A Senior State Department official told CBS News that the 60-65 people who work for the CSCC are now focused on coordinating and distributing messaging across U.S. government agencies and foreign partners, including international organizations who work in the Muslim world. Now only a third of the work is in the social media space.
The official, who spoke on condition of anonymity as required under State Department guidelines, said that that each day information goes out to a private listserv of around 3,000 recipients who then choose how and what to publicly disseminate. Maps of land liberated from ISIS control, and intelligence gathered during raids are the types of nuggets often shared, according to this official.
Not all of the information has a U.S. label on it, which makes identifying it as propaganda more difficult. That decision was made, the official said, because the message is more effective if the Administration avoids a 'one on one' war of words between the US and ISIS-fan boys. There are also plans to set up a messaging center with the government of the United Arab Emirates and information distribution with other 'credible partners.'
The State Department declined to disclose how much more funding it is requesting to execute the new strategy, but said it has made a request to expand the budget from the previous allocation of $5.5 million dollars.
Time will tell if the new approach is more effective. It does appear to carry less political risk when the war of ideas is carried out under the radar.
Fernandez learned that even if his often aggressive and snarky messaging got under the skin of extremists, that strategy could backfire among a domestic audience. A controversial mock video he created called "Run Don't Walk to ISIS land" drew ire within the Administration, and was skewered in a segment on a segment of the HBO show "This Week Tonight with John Oliver."
"My sense was that sometimes people in government were more nervous about what John Oliver might say, than what ISIS might say," he said. "You're afraid of being mocked."
Fernandez argues that the Administration was simply too risk averse. But he admits that silencing ISIS' momentum on social media also requires slowing ISIS' on the ground.
The ongoing slaughter in Syria is one of ISIS' most powerful recruiting tools, and the State Department acknowledges that is a big draw for foreign fighters.

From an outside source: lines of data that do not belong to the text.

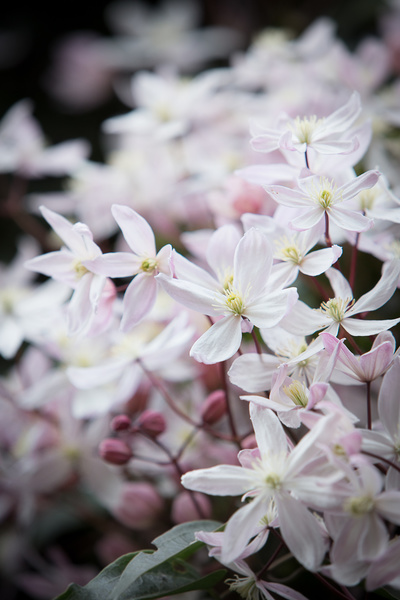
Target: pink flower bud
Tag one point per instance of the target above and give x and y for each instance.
(152, 422)
(214, 407)
(115, 451)
(139, 505)
(120, 423)
(183, 508)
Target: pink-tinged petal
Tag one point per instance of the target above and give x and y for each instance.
(163, 259)
(388, 401)
(220, 342)
(319, 261)
(115, 264)
(269, 403)
(221, 250)
(265, 142)
(345, 115)
(385, 568)
(58, 265)
(388, 506)
(71, 235)
(381, 292)
(266, 174)
(288, 196)
(349, 362)
(303, 320)
(349, 220)
(241, 527)
(139, 299)
(340, 285)
(252, 263)
(374, 363)
(85, 378)
(137, 232)
(367, 327)
(183, 269)
(268, 430)
(191, 295)
(352, 188)
(305, 540)
(267, 311)
(80, 310)
(221, 480)
(253, 372)
(60, 159)
(373, 538)
(168, 345)
(308, 220)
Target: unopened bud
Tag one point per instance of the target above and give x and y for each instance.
(120, 423)
(214, 407)
(115, 451)
(152, 423)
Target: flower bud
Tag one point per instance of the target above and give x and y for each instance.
(214, 407)
(120, 423)
(152, 423)
(115, 451)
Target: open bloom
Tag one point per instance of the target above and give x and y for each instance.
(340, 310)
(245, 298)
(320, 196)
(268, 473)
(327, 135)
(144, 262)
(93, 294)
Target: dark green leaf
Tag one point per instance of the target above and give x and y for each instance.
(178, 542)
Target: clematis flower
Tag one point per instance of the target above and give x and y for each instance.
(368, 366)
(145, 263)
(327, 135)
(244, 299)
(93, 296)
(340, 310)
(274, 473)
(320, 197)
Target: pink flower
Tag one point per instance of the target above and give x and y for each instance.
(273, 474)
(243, 298)
(144, 262)
(93, 296)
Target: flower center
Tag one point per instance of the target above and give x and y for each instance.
(273, 481)
(358, 506)
(234, 301)
(305, 127)
(149, 265)
(336, 308)
(79, 269)
(288, 251)
(296, 391)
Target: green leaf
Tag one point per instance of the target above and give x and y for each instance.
(178, 542)
(152, 574)
(102, 585)
(172, 577)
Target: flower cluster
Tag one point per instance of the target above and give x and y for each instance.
(216, 318)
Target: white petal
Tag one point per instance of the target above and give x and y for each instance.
(220, 342)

Fernandez says you need only look at the Arabic-language press in the region to understand that many blame the Obama Administration for failing to stop the slaughter of civilians in Syria by the Assad regime. ISIS capitalizes on those grievances.
"If people are being radicalized in part because of carnage in Syria, because of imagery of children being killed, because of imagery of impunity, of barrel bombs, of chemical weapons, then you need to say, well, maybe changing the reality in Syria, or improving the reality of the suffering of the Syrian people, is one way of cutting out the narrative from underneath the legs of ISIS."
Yet changing that perception would require changing Middle East policy. After all, Fernandez says, the best propaganda is reality.